2. From the original data set go to Analyze --> Fit Y by X. Place "Time of Day" (nominal variable) in the Y box and Route (nominal variable) in the X Factor, Hit OK. This produces a mosaic plot that allows you to see if you have equal observations across levels.
- This is also a more visual approach.
3. From the original data set go to Table --> Summary. Select the continuous variable, "Times to Campus", Select N under the Statistics drop down menu (we choose N here because the statistic that we are interested in is the number of observations that are in the "Time to Campus" column. Now put "Route" and "Time of Day" (the nominal variables) into the Group box, and hit OK. You will be provided with a table that shows the number of rows counting in each of the combinations.
- Table --> Summary is a way of getting statistics for a combination of factors or individual factors.
- Orthogonal Analysis of Variance: analysis of variance techniques are done best when you have equal number of observations in every cell.
- Having equal observations in every cell is not a requirement, but if there is ever a cell with 0 observations that is a problem.

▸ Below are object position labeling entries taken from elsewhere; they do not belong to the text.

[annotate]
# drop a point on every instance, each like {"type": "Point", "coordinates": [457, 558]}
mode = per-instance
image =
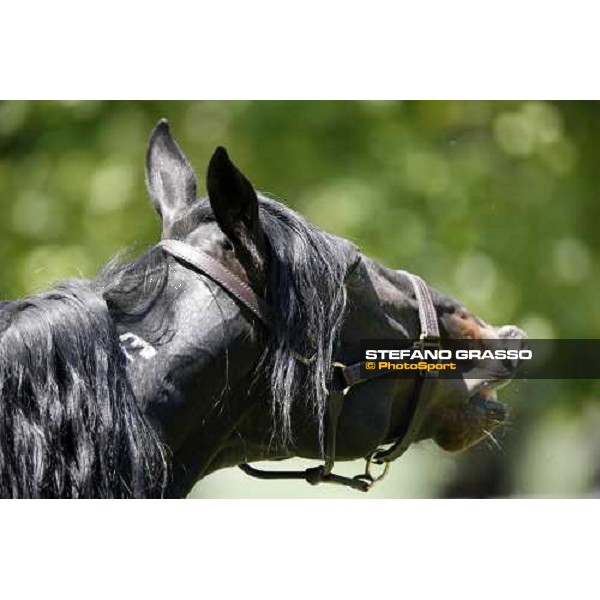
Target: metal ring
{"type": "Point", "coordinates": [368, 466]}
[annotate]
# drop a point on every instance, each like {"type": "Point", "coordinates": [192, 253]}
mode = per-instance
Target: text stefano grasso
{"type": "Point", "coordinates": [447, 354]}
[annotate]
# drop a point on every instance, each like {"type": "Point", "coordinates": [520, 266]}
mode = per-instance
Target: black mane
{"type": "Point", "coordinates": [69, 424]}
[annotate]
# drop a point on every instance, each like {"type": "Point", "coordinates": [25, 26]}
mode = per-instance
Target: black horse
{"type": "Point", "coordinates": [153, 375]}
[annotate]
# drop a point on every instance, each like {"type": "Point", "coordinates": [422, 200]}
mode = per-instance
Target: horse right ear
{"type": "Point", "coordinates": [170, 179]}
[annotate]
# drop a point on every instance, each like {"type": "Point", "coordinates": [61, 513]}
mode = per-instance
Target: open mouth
{"type": "Point", "coordinates": [461, 427]}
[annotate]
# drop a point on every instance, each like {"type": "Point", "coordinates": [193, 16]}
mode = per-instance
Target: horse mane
{"type": "Point", "coordinates": [307, 296]}
{"type": "Point", "coordinates": [69, 423]}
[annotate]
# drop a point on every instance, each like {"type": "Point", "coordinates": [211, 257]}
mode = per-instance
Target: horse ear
{"type": "Point", "coordinates": [233, 199]}
{"type": "Point", "coordinates": [170, 179]}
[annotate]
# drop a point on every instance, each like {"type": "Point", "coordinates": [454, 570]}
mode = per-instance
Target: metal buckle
{"type": "Point", "coordinates": [369, 479]}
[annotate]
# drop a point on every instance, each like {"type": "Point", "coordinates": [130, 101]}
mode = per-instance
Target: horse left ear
{"type": "Point", "coordinates": [170, 178]}
{"type": "Point", "coordinates": [233, 200]}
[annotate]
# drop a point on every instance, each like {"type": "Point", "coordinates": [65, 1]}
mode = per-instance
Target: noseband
{"type": "Point", "coordinates": [343, 378]}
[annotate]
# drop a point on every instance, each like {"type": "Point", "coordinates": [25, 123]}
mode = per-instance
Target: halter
{"type": "Point", "coordinates": [344, 377]}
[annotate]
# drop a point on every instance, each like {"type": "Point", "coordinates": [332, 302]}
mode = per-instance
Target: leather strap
{"type": "Point", "coordinates": [230, 282]}
{"type": "Point", "coordinates": [427, 312]}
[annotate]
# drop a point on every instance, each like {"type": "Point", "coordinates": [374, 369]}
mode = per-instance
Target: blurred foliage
{"type": "Point", "coordinates": [496, 203]}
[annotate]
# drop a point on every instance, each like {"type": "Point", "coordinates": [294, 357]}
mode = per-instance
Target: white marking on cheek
{"type": "Point", "coordinates": [132, 342]}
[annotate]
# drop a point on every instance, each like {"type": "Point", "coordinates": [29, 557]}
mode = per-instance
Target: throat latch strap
{"type": "Point", "coordinates": [212, 268]}
{"type": "Point", "coordinates": [430, 330]}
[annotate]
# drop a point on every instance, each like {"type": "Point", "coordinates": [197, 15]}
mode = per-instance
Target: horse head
{"type": "Point", "coordinates": [224, 387]}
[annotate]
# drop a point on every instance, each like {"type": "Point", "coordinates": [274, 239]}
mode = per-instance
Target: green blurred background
{"type": "Point", "coordinates": [495, 203]}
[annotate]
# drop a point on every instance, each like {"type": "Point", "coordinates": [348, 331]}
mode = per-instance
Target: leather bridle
{"type": "Point", "coordinates": [343, 378]}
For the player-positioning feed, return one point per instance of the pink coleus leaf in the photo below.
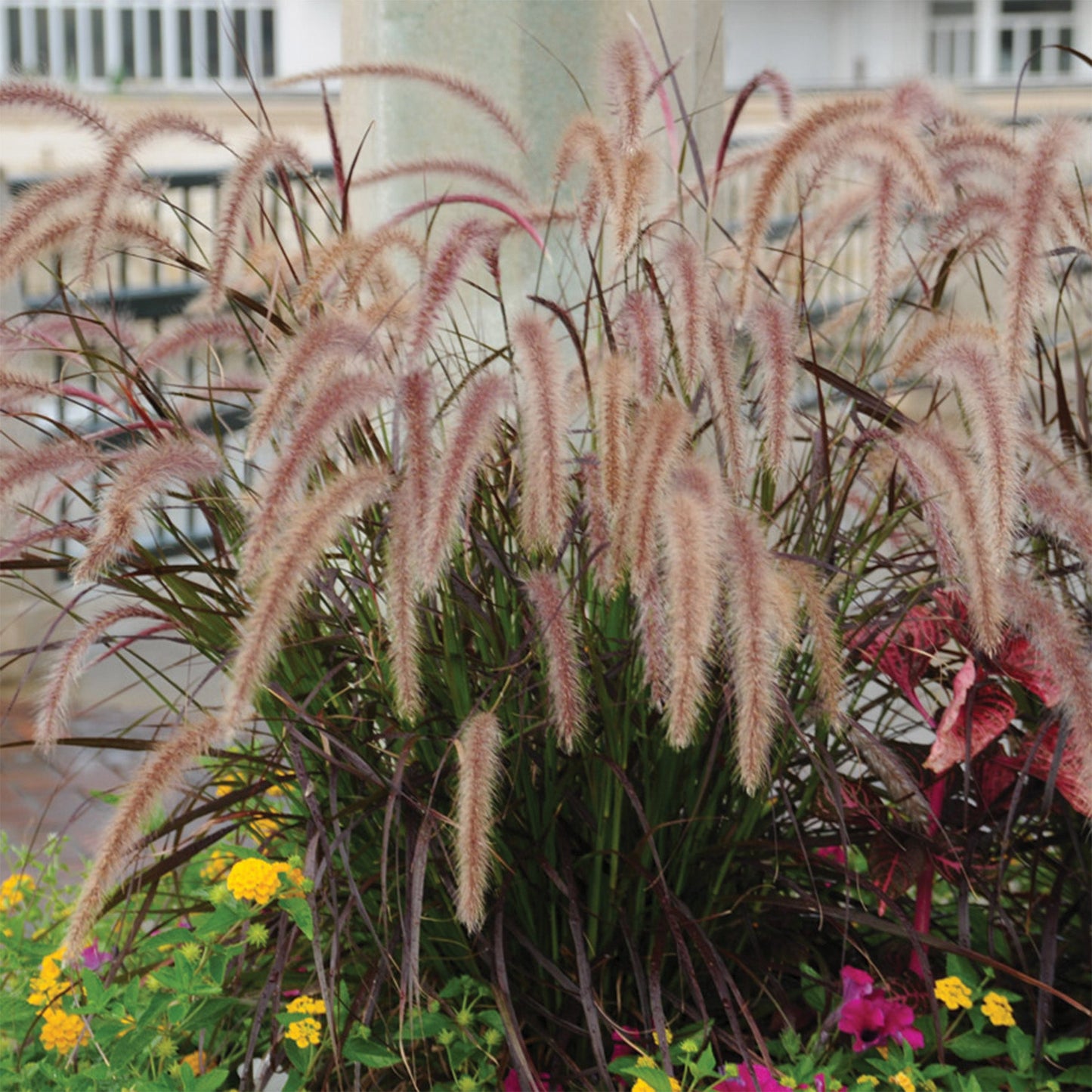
(1022, 663)
(991, 709)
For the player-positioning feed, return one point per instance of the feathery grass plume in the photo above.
(970, 357)
(826, 645)
(108, 177)
(663, 431)
(723, 382)
(779, 85)
(468, 444)
(1035, 199)
(954, 478)
(615, 383)
(1060, 640)
(64, 459)
(543, 434)
(53, 713)
(557, 631)
(400, 70)
(775, 331)
(405, 555)
(336, 403)
(328, 338)
(49, 97)
(586, 141)
(311, 529)
(437, 165)
(478, 747)
(466, 240)
(694, 555)
(246, 178)
(140, 475)
(760, 610)
(797, 142)
(640, 329)
(163, 769)
(692, 289)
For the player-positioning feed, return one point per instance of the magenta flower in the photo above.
(871, 1018)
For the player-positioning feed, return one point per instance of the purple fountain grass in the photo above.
(694, 555)
(328, 338)
(775, 331)
(163, 769)
(544, 500)
(140, 475)
(311, 527)
(452, 84)
(53, 713)
(336, 402)
(245, 181)
(1058, 637)
(469, 442)
(760, 611)
(723, 380)
(640, 329)
(614, 387)
(68, 460)
(692, 289)
(108, 177)
(478, 746)
(663, 428)
(466, 240)
(1035, 190)
(49, 97)
(437, 165)
(554, 620)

- Tables --> Summary method is recommended when doing analyses of variance with larger designs, with more than 2 factors.
Fitting The ANOVA
Once you are sure that your data is free of any problems you can fit the analysis of variance. To do this go to:
Analyze --> Fit Model --> Place the continuous variable, "Time to Campus" in the Y box --> Select both "Route" and "Time of Day" (the nominal variables) --> Select Full Factorial from the Macros drop down menu --> Select Minimal Report from the Emphases drop down menu --> Hit the Run button
- In setting up the factorial model nothing changes between doing a 2x2 design or a 4x4 design
- The difference is seen after running the analysis in that the model now requires more parameters to represent all the different conditions (cells) in the design.

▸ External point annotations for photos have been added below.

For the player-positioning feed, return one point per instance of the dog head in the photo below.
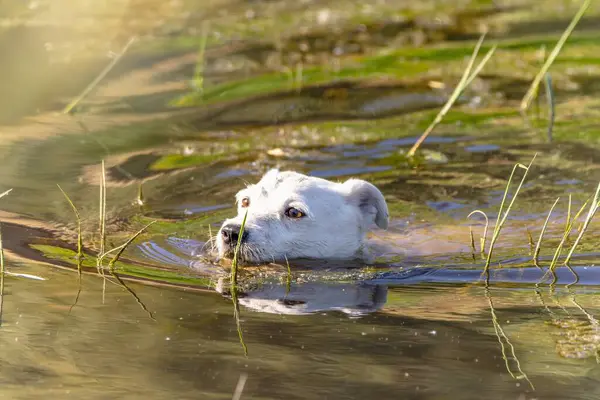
(291, 216)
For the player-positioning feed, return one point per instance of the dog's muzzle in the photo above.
(230, 235)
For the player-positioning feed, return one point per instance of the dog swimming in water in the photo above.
(295, 216)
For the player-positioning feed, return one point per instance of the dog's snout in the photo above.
(231, 234)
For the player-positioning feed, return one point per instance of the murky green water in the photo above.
(331, 89)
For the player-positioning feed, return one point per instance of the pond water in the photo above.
(334, 89)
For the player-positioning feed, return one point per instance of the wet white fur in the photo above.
(338, 216)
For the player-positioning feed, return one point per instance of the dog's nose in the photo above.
(231, 234)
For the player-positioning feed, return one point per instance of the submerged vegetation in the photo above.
(393, 94)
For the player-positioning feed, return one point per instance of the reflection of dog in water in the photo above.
(355, 299)
(291, 216)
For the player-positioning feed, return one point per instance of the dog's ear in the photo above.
(369, 199)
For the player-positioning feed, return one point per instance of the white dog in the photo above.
(291, 216)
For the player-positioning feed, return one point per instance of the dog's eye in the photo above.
(294, 213)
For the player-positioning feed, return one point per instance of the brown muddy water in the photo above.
(335, 89)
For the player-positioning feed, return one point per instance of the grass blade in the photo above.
(551, 105)
(483, 238)
(199, 70)
(2, 272)
(557, 48)
(536, 252)
(502, 217)
(111, 264)
(234, 263)
(465, 80)
(69, 108)
(79, 238)
(593, 209)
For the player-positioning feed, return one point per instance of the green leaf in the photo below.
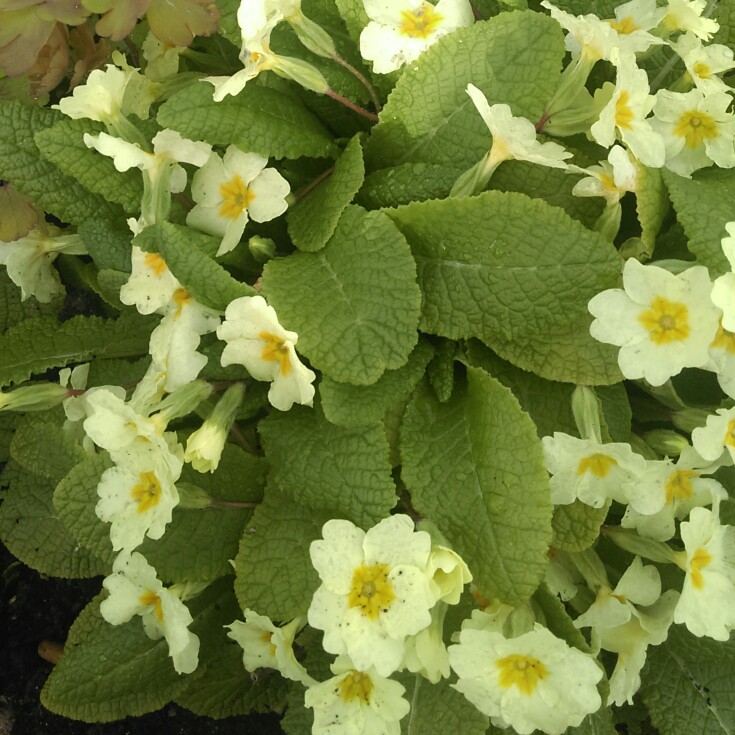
(552, 185)
(75, 499)
(33, 533)
(314, 219)
(184, 251)
(221, 687)
(34, 345)
(567, 353)
(549, 404)
(274, 572)
(259, 119)
(44, 448)
(354, 405)
(437, 709)
(409, 182)
(63, 145)
(113, 671)
(514, 58)
(704, 206)
(688, 685)
(109, 245)
(342, 471)
(474, 466)
(355, 303)
(652, 203)
(503, 264)
(22, 164)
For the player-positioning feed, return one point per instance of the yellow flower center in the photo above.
(356, 685)
(275, 350)
(696, 127)
(679, 485)
(699, 561)
(146, 492)
(523, 672)
(235, 197)
(702, 70)
(666, 321)
(724, 340)
(370, 590)
(598, 464)
(420, 23)
(624, 25)
(156, 263)
(151, 599)
(624, 114)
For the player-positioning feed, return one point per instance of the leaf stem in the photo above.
(360, 78)
(347, 103)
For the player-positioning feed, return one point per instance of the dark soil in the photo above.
(34, 608)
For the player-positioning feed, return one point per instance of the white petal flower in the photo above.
(265, 645)
(515, 137)
(682, 488)
(232, 190)
(135, 590)
(585, 470)
(174, 342)
(138, 495)
(625, 116)
(375, 590)
(256, 340)
(716, 435)
(29, 259)
(356, 702)
(662, 322)
(697, 130)
(399, 31)
(707, 603)
(704, 63)
(534, 681)
(151, 284)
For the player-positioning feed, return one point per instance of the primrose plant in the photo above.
(378, 358)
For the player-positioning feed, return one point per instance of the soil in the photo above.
(36, 609)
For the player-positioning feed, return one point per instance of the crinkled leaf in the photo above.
(314, 219)
(481, 451)
(342, 471)
(437, 709)
(274, 571)
(567, 353)
(43, 447)
(34, 534)
(108, 244)
(259, 119)
(354, 405)
(355, 303)
(503, 264)
(514, 58)
(184, 251)
(75, 498)
(113, 671)
(34, 345)
(688, 685)
(704, 206)
(63, 145)
(22, 164)
(409, 182)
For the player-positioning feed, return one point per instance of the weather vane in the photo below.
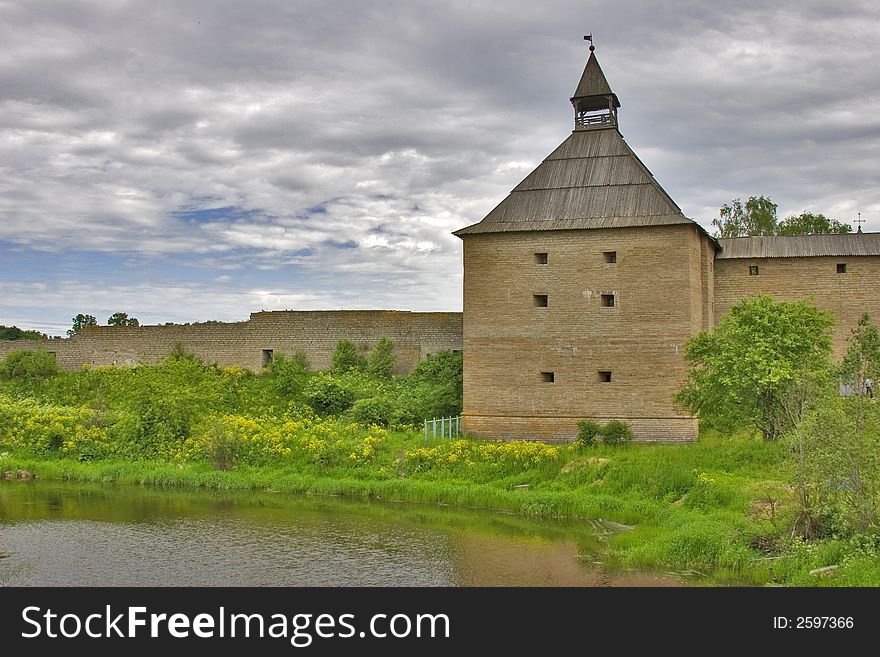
(589, 37)
(859, 222)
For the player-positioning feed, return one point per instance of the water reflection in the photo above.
(90, 535)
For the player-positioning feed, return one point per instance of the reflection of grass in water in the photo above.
(10, 569)
(46, 499)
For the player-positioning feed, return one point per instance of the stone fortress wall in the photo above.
(252, 344)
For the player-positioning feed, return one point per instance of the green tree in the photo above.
(290, 374)
(761, 366)
(122, 319)
(838, 450)
(327, 395)
(28, 365)
(80, 322)
(808, 223)
(382, 360)
(862, 358)
(346, 357)
(15, 333)
(757, 216)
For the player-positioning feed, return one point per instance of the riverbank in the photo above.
(720, 509)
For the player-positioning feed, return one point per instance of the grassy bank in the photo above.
(720, 508)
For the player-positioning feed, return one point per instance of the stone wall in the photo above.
(250, 344)
(847, 295)
(512, 342)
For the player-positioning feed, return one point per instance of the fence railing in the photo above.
(443, 427)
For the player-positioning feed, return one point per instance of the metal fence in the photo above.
(443, 427)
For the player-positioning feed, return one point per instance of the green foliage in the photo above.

After "running" the analysis of variance the first tab you should explore is the Effects Test tab, which shows us the statistical significance for each of the different sources in our model -- the main effects and the interaction.

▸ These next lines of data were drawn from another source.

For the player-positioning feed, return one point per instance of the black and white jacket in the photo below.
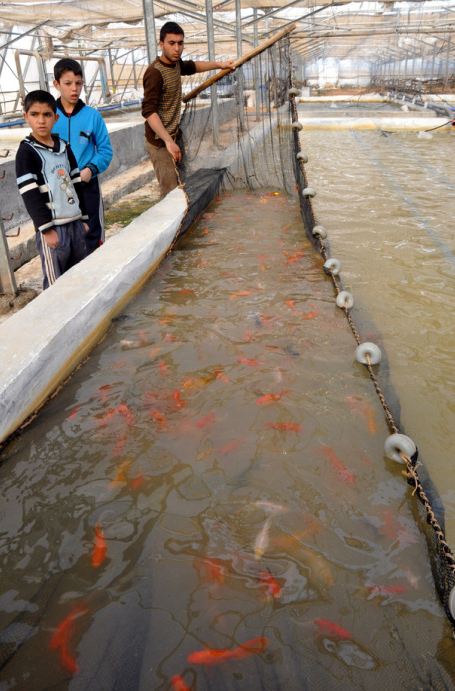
(49, 182)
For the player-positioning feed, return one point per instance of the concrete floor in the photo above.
(125, 196)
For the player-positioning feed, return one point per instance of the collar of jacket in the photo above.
(77, 108)
(59, 144)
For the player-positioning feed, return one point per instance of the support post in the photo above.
(240, 82)
(213, 88)
(7, 280)
(446, 78)
(150, 32)
(257, 85)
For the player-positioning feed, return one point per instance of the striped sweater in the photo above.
(49, 182)
(163, 95)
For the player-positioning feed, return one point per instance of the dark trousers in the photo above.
(95, 210)
(70, 250)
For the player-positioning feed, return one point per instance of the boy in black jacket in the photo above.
(49, 182)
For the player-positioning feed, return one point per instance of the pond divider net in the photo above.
(253, 141)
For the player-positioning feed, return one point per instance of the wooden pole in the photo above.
(240, 61)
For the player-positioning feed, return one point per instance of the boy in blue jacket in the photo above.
(49, 182)
(84, 129)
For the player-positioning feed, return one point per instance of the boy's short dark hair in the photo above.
(170, 28)
(39, 96)
(67, 65)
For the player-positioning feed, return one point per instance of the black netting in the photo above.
(253, 141)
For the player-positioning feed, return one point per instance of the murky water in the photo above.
(207, 498)
(388, 202)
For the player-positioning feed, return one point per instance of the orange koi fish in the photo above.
(221, 376)
(395, 530)
(296, 257)
(210, 569)
(137, 482)
(159, 418)
(387, 589)
(248, 336)
(169, 338)
(99, 547)
(178, 400)
(61, 639)
(271, 584)
(123, 410)
(154, 352)
(337, 464)
(240, 294)
(119, 446)
(329, 628)
(265, 319)
(121, 475)
(205, 421)
(74, 412)
(268, 398)
(230, 447)
(249, 362)
(178, 683)
(357, 405)
(126, 413)
(164, 368)
(310, 315)
(214, 656)
(284, 426)
(103, 392)
(167, 319)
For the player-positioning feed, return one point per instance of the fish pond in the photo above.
(206, 504)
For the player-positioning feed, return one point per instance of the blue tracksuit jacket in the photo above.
(85, 131)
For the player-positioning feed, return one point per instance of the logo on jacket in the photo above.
(66, 185)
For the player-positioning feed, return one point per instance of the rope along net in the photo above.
(441, 556)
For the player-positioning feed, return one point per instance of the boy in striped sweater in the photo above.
(163, 101)
(49, 182)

Next we want to look at the Least Squares Means Plots. To do this we should expand the Effect Details tab.
- To quickly produce the LS Means Plots for all sources hold down the command/ctrl key --> click the red triangle beside Route --> Select LS Means Plot --> Now anywhere a LS Means Plot can be created JMP will create it for you.
- The LS Means Plot allows you to analyze factors while ignoring everything else.
- In the Factorial (Interaction) LS Means Plot, if the lines are not parallel there is something in addition to the overall effects that is happening in the data.
When analyzing the analysis of variance output in JMP it is wise to also produce the Factorial Profiler. To do this we go to the red triangle next to the Response Time To Campus --> Scroll over Factor Profiling --> Select Profiler
- The Profiler allows you to click through dynamically to see what effects you have in one factor based on the level your in of the other factor.
Now that we've done all of our overall analysis, we can run some follow up tests.
2 - Testing Slices
A test of a slice is a linear contrast testing the overall effect of one factor at the single level of another factor. For example, we would be looking at the time of day across a single route, such as Gilman Dr. Essentially, testing slices makes comparisons by grouping variables for consideration.
- Similarly, a sub-design ANOVA is where a single factor ANOVA is conducted on one factor and another factor is held constant.
Under the red triangle of the category source, in this case RoutexTimeofDay, select Test Slices. In this particular example, there are four routes and four times of day being evaluated, which produces eight slices, one for each separate factor. Each slice indicates which level is being held constant, so for the slice with value Genessee Ave, the slice would be evaluating the time of day effect for Genessee Ave.